THE FORGOTTEN WOMAN (Dilip Mehta). 90 minutes. Subtitled. Screens today (Thursday, April 24) at the Isabel Bader as part of Hot Docs; also opens Friday (April 25). For venues and times, see listings. Rating: NNNN
Dilip Mehta’s directorial debut spins off Deepa Mehta’s feature film Water, set in 1938, to catch up with widows in contemporary India.
The result is a potent account of what is basically a disposable population. There are 45 million widows in India, most of them thrown out of their homes because it’s believed they’ll jinx the family.

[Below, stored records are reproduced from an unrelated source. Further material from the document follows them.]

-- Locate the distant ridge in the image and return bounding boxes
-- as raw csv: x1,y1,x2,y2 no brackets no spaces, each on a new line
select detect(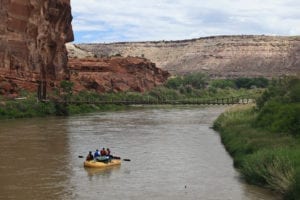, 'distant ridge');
76,35,300,78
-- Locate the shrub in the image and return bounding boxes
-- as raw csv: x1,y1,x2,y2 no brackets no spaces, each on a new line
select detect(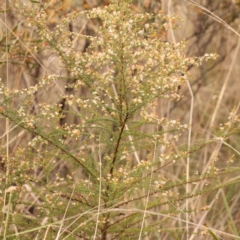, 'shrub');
0,1,239,239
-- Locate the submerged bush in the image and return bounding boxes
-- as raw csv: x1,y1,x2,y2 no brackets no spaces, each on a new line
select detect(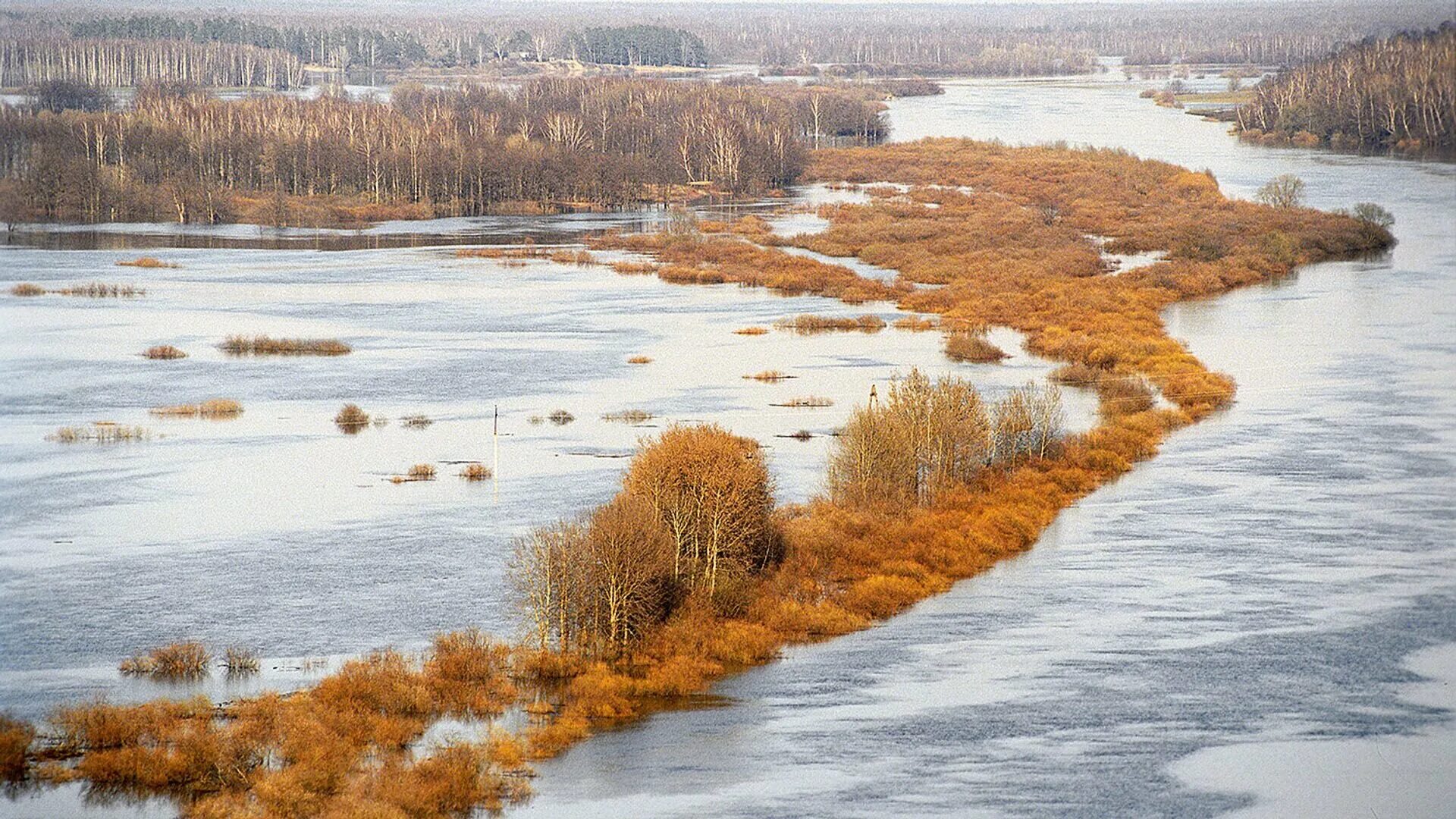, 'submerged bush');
149,398,243,419
119,642,212,679
334,403,369,433
117,256,180,268
143,344,187,360
218,335,354,356
460,463,492,481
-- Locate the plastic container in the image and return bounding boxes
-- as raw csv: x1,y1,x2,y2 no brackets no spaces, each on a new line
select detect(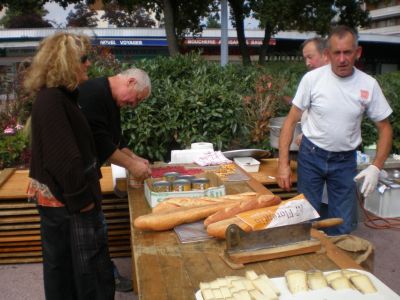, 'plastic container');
268,117,302,151
144,173,225,207
192,177,210,190
163,172,180,182
233,157,260,173
153,180,171,193
172,179,192,192
364,184,400,218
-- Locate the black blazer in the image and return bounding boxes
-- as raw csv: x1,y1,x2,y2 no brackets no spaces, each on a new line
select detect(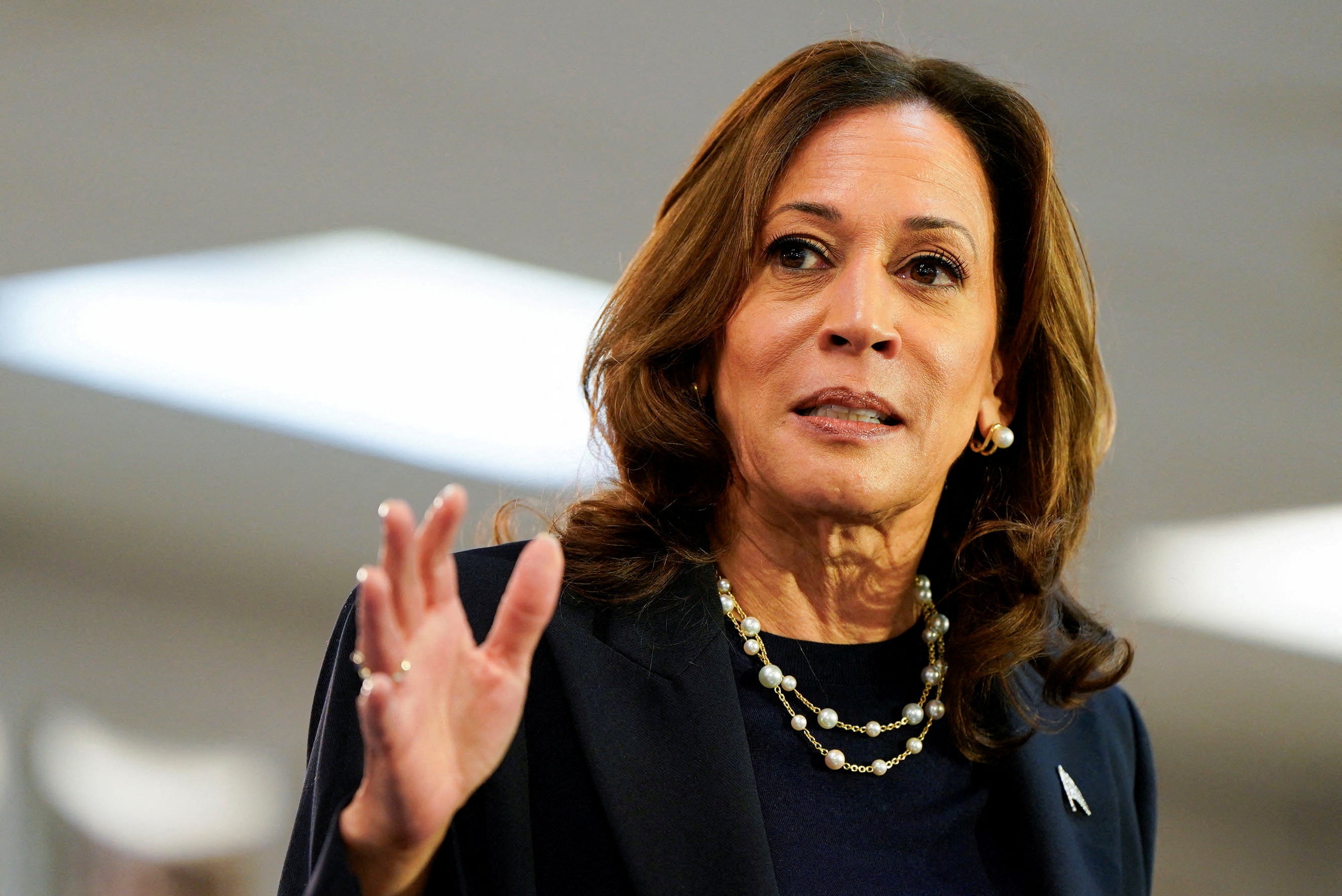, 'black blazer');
279,543,1156,896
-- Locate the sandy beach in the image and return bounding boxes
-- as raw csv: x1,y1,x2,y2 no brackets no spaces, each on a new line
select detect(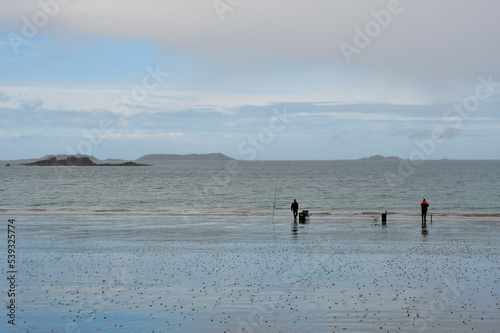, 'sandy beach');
1,216,500,333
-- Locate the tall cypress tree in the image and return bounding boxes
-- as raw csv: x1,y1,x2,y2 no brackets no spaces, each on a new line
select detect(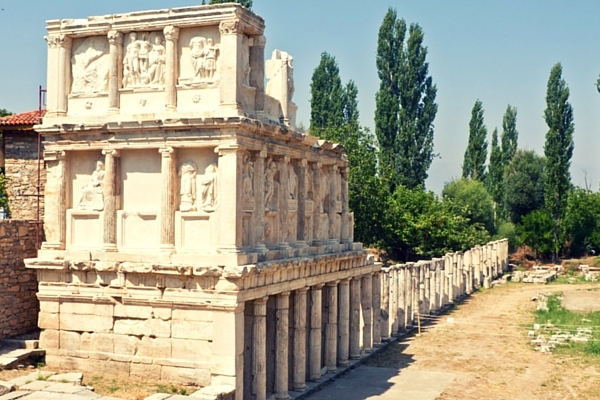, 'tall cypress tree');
486,128,504,209
501,104,519,166
375,8,437,191
544,63,575,262
462,99,487,181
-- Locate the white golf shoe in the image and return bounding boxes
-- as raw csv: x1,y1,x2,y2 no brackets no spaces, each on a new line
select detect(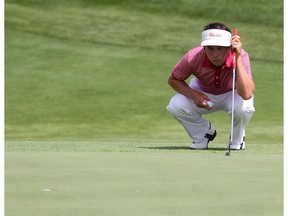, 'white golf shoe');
190,122,217,149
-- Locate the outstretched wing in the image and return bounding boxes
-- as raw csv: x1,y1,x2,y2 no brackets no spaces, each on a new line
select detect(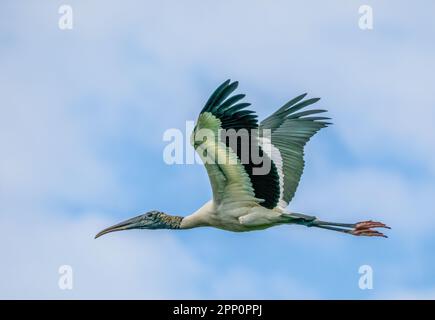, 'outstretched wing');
260,94,331,208
191,80,280,208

We watch them begging on the streets or praying for a pittance at the temples, most of them with bodies racked by age, starving and alone.
It’s not a total bummer. Canadian expat and widow Ginny Shrivastava and Mohini Giri provide some inspiration. Shrivastava married an Indian man and relocated to Udaipur with her husband. When she was widowed, she could have left the country, but instead she stayed on to fight ignorance and promote women’s economic independence.
Giri operates a shelter for widows in Vrindavan, where hundreds of desperate woman have migrated.
This film looks amazing. Then again, Dilip Mehta has the production designer credit on the breathtaking Water, so it’s no surprise that The Forgotten Woman, which he directed and shot, is so stunningly beautiful.